Branch-specific review language should not only praise. It should identify. “Good lunch at Kilimani, prices matched the menu.” “Langata branch had fresh grill in the evening.” “Westlands was full after seven but service moved.” These are ordinary customer fragments. They attach experience to place.
Menu, price and service proof need branch labels
Menus are another source of branch swapping. A single image circulates for years. Someone posts it on Instagram. A customer shares it. A map photo catches it. The restaurant changes prices, or one branch uses a shorter menu, but the old image keeps travelling. AI systems can repeat that stale price or attach it to the wrong branch because it has no better public proof.
The same applies to gyms, salons and clinics. One branch may offer a service another does not. One location may take walk-ins. Another may require booking. One shop may deliver within a certain radius. Another handles pickup only. If the service proof is brand-level, the answer may promise the service at the wrong location.

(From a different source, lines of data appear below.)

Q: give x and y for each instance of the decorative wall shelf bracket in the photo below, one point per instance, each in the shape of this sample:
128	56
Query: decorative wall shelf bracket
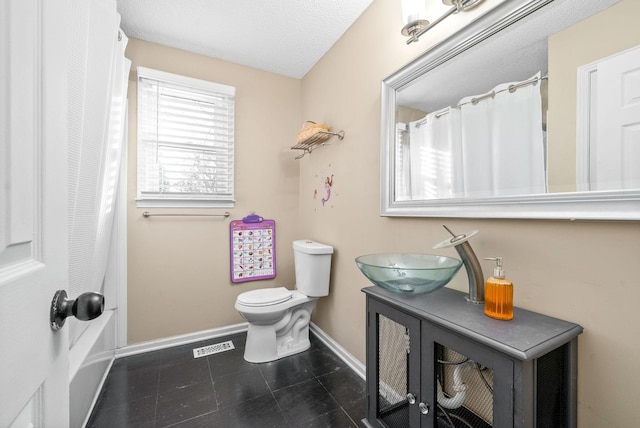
321	138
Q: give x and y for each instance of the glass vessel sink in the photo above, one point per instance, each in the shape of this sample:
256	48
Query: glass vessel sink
411	273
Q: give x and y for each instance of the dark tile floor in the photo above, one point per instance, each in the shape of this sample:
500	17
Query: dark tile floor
169	388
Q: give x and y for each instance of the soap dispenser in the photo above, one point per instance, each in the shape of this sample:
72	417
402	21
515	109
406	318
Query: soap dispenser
498	297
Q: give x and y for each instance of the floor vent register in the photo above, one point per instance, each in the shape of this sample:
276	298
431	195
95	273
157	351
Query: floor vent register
213	349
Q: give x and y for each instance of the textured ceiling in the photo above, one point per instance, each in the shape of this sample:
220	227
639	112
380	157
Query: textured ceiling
281	36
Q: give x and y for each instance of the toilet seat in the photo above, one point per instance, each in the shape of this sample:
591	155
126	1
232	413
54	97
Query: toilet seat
264	296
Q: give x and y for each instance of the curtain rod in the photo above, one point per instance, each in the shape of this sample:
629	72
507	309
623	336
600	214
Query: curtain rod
147	214
511	88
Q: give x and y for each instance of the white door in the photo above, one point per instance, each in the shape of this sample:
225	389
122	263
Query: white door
617	153
33	212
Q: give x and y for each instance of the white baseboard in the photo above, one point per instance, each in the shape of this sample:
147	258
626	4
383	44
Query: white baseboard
184	339
342	353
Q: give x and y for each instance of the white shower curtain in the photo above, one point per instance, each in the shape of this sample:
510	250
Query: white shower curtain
503	143
436	156
97	105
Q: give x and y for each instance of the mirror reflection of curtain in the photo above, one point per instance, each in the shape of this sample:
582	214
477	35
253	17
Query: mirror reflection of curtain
97	117
436	156
402	163
503	142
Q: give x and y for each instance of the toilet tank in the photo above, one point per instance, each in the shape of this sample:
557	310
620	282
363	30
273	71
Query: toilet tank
312	261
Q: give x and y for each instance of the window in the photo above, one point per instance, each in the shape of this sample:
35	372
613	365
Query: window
185	141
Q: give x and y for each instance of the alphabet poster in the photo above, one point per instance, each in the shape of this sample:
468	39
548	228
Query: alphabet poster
253	245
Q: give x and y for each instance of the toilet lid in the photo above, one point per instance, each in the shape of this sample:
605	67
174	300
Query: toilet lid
265	296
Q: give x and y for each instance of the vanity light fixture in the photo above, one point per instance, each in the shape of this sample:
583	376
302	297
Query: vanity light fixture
414	19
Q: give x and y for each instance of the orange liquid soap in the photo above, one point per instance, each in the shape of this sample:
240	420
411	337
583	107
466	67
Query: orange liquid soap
498	294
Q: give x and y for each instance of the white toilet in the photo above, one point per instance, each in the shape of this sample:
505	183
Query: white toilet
279	318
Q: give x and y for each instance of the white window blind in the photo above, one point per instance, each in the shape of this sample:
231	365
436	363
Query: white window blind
185	141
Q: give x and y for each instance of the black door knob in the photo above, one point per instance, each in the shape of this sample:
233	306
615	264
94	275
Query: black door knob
86	307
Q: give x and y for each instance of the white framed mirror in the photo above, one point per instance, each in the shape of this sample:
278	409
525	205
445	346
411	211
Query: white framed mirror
447	150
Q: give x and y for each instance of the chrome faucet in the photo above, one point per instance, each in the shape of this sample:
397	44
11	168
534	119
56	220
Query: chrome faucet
470	261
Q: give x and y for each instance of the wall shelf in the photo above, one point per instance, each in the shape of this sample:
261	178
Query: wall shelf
316	140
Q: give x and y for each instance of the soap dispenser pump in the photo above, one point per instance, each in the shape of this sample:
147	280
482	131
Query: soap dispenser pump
498	297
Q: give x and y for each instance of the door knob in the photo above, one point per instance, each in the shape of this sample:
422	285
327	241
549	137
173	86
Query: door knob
85	308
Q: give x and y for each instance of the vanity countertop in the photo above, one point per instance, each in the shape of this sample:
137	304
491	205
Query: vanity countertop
527	336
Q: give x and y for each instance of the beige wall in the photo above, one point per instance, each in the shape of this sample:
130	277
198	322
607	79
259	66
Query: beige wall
602	35
585	272
179	279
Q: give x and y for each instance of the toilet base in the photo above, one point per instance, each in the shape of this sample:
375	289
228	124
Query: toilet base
264	345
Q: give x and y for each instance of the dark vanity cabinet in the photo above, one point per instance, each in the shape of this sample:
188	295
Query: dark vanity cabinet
435	360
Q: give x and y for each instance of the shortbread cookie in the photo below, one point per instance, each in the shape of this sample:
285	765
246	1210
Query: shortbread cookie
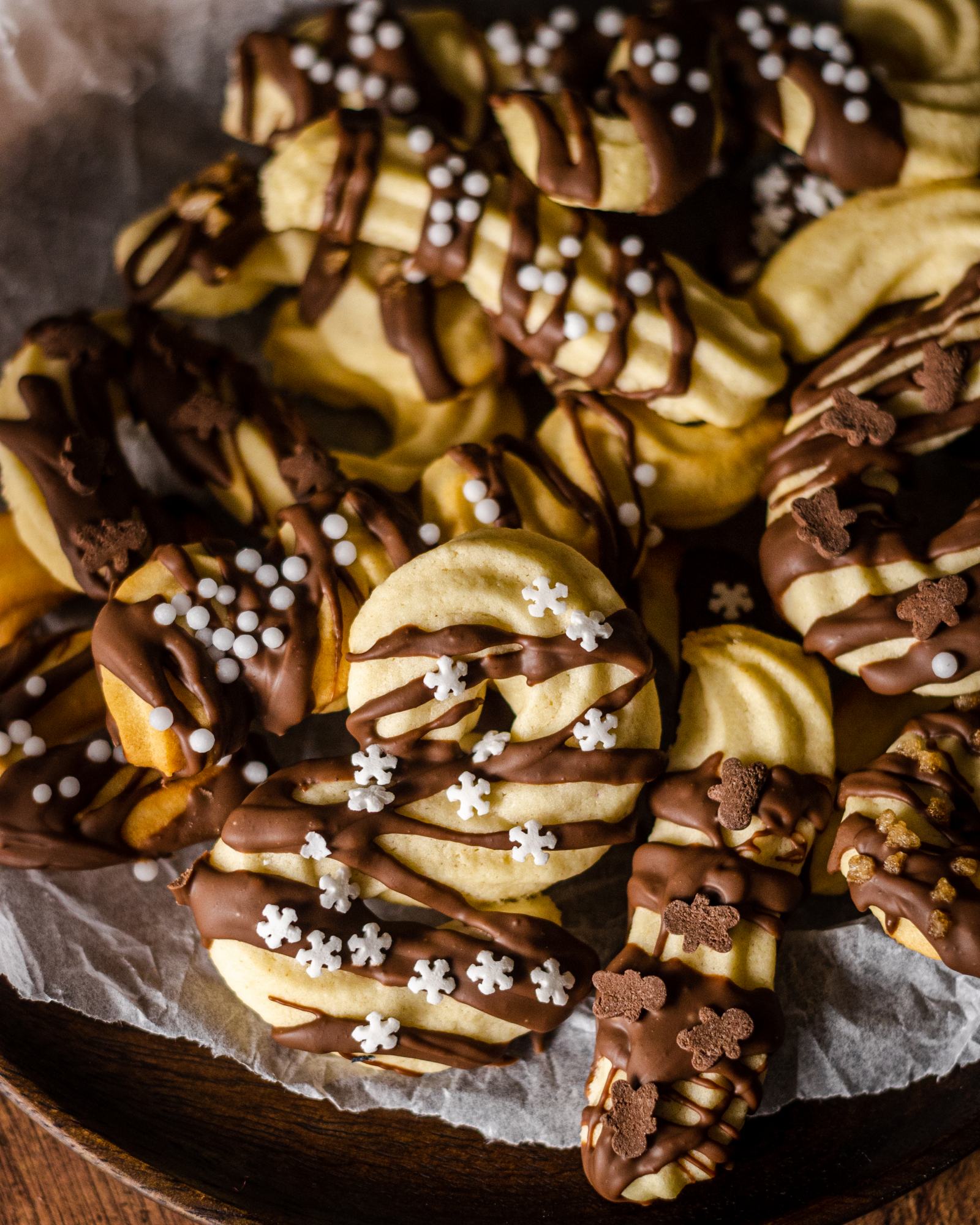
876	251
537	623
688	1014
206	251
910	845
587	313
368	55
889	595
203	640
74	502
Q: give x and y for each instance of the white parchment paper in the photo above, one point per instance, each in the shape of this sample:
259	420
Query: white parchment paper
106	105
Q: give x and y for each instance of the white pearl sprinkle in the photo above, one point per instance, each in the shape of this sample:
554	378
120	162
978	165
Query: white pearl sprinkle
439	235
227	671
19	731
246	646
390	35
322	73
255	772
857	111
640	282
282	598
771	68
530	279
224	639
609	21
487	510
203	741
198	618
575	325
161	718
606	322
335	526
303	56
420	140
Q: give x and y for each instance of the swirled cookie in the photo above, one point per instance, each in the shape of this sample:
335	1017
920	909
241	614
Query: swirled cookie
910	845
873	549
587	313
688	1015
420	63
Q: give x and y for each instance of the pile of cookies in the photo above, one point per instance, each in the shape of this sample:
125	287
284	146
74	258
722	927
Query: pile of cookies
466	231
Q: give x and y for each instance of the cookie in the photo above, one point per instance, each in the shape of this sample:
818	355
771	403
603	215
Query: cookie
688	1019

The best repair is close labelling. “Kilimani branch lunch menu.” “Westlands evening grill menu.” “Langata delivery radius.” “Prices updated for all branches.” If all branches share the same price, state that. If branch prices differ, state that too. Vagueness does not protect a business from complaints. It creates them later.

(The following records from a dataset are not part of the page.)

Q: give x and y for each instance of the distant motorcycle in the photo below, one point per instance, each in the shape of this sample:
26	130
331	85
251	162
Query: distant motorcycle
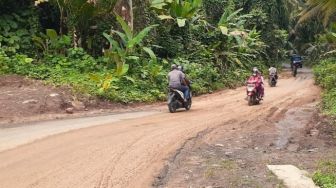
272	80
295	66
253	96
176	100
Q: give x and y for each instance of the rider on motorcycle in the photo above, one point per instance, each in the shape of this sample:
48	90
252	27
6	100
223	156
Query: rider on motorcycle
259	80
273	71
176	79
187	81
296	58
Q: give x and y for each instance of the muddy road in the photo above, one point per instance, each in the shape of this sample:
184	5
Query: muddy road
132	153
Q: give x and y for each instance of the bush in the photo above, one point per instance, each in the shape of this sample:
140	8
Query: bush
325	77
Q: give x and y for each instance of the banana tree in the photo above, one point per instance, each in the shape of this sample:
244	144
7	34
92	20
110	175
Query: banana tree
122	50
178	10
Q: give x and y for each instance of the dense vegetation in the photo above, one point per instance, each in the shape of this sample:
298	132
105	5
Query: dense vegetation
122	50
105	48
325	77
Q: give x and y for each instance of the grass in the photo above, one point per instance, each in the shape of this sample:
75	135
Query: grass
325	176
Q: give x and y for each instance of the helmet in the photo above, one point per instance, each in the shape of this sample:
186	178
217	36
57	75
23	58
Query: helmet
180	67
174	66
255	71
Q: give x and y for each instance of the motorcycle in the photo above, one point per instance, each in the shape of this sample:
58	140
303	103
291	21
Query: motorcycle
253	96
272	80
176	100
295	66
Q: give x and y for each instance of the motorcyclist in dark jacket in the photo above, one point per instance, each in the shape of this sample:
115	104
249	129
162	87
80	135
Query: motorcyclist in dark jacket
176	79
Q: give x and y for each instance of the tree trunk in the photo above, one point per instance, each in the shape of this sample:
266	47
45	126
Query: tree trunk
124	8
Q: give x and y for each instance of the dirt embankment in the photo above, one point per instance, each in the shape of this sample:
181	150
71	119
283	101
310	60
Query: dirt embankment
221	142
26	100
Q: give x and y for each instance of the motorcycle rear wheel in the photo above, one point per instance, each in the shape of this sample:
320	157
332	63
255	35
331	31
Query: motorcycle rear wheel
172	107
188	105
250	100
295	71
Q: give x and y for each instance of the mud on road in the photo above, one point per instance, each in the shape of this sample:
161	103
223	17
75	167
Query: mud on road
221	142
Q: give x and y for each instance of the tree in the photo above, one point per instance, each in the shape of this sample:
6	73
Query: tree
325	8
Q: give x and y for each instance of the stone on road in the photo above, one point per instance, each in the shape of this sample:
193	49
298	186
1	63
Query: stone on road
292	176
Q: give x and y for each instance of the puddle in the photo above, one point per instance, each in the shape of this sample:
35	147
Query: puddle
295	119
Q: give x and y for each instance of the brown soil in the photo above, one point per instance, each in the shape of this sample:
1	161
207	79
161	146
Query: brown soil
26	100
220	142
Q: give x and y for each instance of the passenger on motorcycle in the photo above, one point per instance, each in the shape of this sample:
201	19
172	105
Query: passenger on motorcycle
273	71
187	81
296	58
259	80
176	79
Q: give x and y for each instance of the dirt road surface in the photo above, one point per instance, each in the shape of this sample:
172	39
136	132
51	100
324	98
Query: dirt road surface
131	153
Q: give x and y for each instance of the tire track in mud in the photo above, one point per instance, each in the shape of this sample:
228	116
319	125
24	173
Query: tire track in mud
132	152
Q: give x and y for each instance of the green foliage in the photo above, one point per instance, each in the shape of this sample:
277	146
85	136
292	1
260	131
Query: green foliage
325	177
178	10
51	43
325	77
121	52
16	29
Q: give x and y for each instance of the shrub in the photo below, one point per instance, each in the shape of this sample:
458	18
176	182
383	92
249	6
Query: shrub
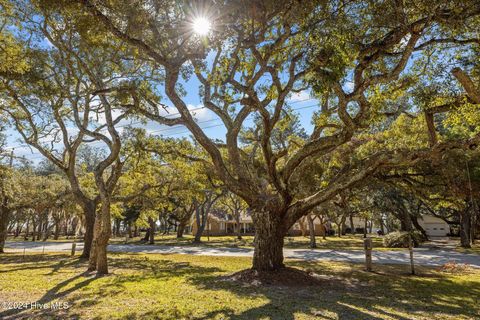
400	239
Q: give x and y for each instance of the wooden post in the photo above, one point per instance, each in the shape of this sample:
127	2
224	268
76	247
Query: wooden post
410	248
74	246
367	244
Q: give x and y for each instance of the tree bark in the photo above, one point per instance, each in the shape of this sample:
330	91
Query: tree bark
311	228
180	229
102	233
201	218
89	209
465	229
4	217
238	225
352	226
269	239
56	233
151	238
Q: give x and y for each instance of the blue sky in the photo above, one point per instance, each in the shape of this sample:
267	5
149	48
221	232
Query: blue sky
206	119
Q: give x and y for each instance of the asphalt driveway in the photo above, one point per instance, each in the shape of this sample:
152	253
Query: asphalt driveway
422	256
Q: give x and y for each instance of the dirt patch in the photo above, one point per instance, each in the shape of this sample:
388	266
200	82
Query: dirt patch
285	277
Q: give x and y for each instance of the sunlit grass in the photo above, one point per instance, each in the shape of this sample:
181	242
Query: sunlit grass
188	287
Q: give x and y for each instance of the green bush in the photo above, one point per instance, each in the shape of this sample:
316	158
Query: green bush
400	239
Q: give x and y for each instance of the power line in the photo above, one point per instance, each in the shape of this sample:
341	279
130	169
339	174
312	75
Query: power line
39	155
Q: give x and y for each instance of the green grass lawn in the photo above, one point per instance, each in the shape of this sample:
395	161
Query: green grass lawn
190	287
475	249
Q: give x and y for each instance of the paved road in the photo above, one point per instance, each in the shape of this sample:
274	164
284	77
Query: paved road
422	256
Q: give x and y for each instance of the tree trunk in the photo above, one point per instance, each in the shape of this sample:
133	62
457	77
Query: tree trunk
135	231
27	229
352	226
269	239
238	225
151	238
56	234
465	229
89	209
311	228
201	221
102	233
180	229
365	228
4	217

In my notebooks, I often draw branch proof like a market table. Each branch gets its own row. Each decision fact gets its own column: hours, menu, price, delivery, payment, landmark, review theme. Empty squares show where an answer engine may guess. Owners usually see the issue quickly when it is drawn that way. The branch they thought was “obvious” is often the one with the least public proof.

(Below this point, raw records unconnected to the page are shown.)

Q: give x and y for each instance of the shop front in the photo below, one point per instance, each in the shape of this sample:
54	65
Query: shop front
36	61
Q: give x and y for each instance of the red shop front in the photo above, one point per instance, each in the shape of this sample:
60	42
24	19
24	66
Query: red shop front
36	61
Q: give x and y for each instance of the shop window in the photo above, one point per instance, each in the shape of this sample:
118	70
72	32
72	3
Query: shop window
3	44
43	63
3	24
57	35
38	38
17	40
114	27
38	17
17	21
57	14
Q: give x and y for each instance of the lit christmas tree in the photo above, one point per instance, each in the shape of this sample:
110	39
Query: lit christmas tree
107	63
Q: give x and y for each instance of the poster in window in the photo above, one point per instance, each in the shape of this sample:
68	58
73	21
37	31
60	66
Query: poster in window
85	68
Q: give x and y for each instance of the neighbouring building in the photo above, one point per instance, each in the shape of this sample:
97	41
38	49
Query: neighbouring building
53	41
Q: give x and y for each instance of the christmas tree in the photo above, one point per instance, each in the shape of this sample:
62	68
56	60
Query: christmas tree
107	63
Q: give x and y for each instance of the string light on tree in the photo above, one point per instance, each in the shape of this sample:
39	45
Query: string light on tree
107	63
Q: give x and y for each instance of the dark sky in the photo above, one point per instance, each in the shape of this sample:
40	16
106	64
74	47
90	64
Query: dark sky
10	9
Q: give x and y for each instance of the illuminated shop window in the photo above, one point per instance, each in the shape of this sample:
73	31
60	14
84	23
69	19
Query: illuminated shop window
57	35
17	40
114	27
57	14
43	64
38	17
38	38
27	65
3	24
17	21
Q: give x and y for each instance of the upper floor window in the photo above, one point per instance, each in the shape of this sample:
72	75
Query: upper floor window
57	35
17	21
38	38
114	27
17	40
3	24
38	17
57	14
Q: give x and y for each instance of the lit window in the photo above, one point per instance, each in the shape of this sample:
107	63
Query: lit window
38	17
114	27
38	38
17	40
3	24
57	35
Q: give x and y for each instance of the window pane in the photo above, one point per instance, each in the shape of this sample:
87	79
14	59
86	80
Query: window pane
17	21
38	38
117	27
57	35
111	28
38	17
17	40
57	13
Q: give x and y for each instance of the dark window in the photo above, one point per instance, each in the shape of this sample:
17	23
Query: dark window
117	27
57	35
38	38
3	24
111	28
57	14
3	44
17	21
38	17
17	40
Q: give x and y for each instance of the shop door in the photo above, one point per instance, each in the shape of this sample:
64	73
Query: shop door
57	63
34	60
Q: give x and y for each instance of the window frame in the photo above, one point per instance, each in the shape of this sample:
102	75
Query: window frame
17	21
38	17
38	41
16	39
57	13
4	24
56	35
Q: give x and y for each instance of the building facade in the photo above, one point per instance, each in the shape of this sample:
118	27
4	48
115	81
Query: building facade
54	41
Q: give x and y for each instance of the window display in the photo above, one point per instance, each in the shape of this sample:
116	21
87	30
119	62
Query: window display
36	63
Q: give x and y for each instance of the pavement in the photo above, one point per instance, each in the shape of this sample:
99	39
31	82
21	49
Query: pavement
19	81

The brand page should point, not swallow
A strong brand page is useful, but it should not swallow the branches. The brand page can explain the group, the food, the promise, the history and the shared standards. Then it should point clearly to each branch. The branch pages carry the facts that decide local recommendation.
For the composite restaurant group, I would keep the brand identity simple: Nairobi restaurant group serving lunch, nyama choma and evening meals. Then each branch would get its own repeatable line. “Kilimani branch for weekday lunch and current menu.” “Westlands branch for evening meals near after-work routes.” “Langata branch for local dinner and clear branch hours.” The exact wording must match the truth, but the structure prevents one branch from borrowing another’s proof.
This also helps English and Swahili answers. A Swahili query may ask for “tawi la karibu” or “nyama choma jioni Langata.” If the Swahili-facing wording only repeats the brand story and does not name the branch facts, the answer may become generic. Real bilingual work is not translation polish. It is branch clarity in the language customers use.
The larger chain wins many near-me answers because it has boring, strict branch proof. Independents and smaller groups can compete when they become stricter than they feel. The goal is not to sound like a corporation. The goal is to make sure every public fragment knows which door it belongs to.
The Recommendation Trace — A customer asks: “Which branch should I visit for evening nyama choma near Langata?” The proof fragment must name the branch, current evening hours, menu or price note and the branch’s own review language. The grounding detail is the estate, road or landmark, not just the Nairobi brand name. Repeatable sentence: “The Langata branch is the evening option, with current hours, clear menu prices and branch-specific customer reviews.”